Très souvent, le navire pollueur s’est malheureusement déjà fort éloigné lors qu’un cas de pollution maritime opérationnelle est détecté. Lorsqu’un navire est pris en flagrant délit de déversement opérationnel illégal, l’avion effectue une manœuvre supplémentaire pour s’approcher du bateau et identifier le pollueur. Sa mission consiste à suivre de façon sécurisée, de jour comme de nuit, la trace de pollution jusque dans le sillage du navire, de s’en approcher suffisamment pour lire le nom et le port d’attache inscrits sur sa coque, et de rapporter toutes ces données en temps réel. Après le constat, un rapport de vol est transmis le plus rapidement possible à la centrale de la Garde côtière afin que les autorités policières et judiciaires puissent prendre sans délai le relais de l’enquête.

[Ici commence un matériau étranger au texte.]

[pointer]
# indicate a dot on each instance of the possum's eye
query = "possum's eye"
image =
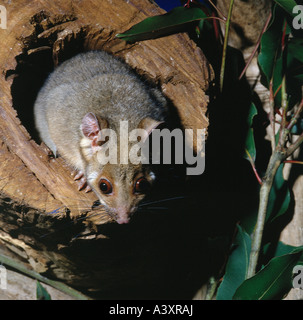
(141, 185)
(105, 186)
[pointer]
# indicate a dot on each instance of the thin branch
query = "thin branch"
(272, 116)
(225, 44)
(272, 168)
(291, 149)
(296, 116)
(253, 167)
(218, 10)
(256, 46)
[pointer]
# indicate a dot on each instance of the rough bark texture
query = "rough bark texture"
(38, 194)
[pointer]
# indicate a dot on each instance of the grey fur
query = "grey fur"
(93, 82)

Lors des vols de surveillance pour les émissions de soufre, effectués en application de l’Annexe VI de MARPOL, la collaboration et la communication avec le réseau européen d’inspection portuaire ou « contrôle par l’État du port » (Port State Control, PSC) jouent un rôle essentiel. Le PSC est responsable de la réalisation et de la coordination des inspections portuaires des navires (en application des directives CE 2016/802 et 2015/253). Aucun PV n’est (encore) dressé sur la seule base des mesures des émissions de soufre. Un PV ne sera rédigé qu’en cas de preuve suffisante d’infraction lors d’une inspection portuaire, avec prélèvements d’échantillons de carburants. Les mesures des émissions de soufre en mer par le capteur renifleur relèvent donc davantage d’un système de ciblage visant à améliorer l’efficacité des inspections portuaires.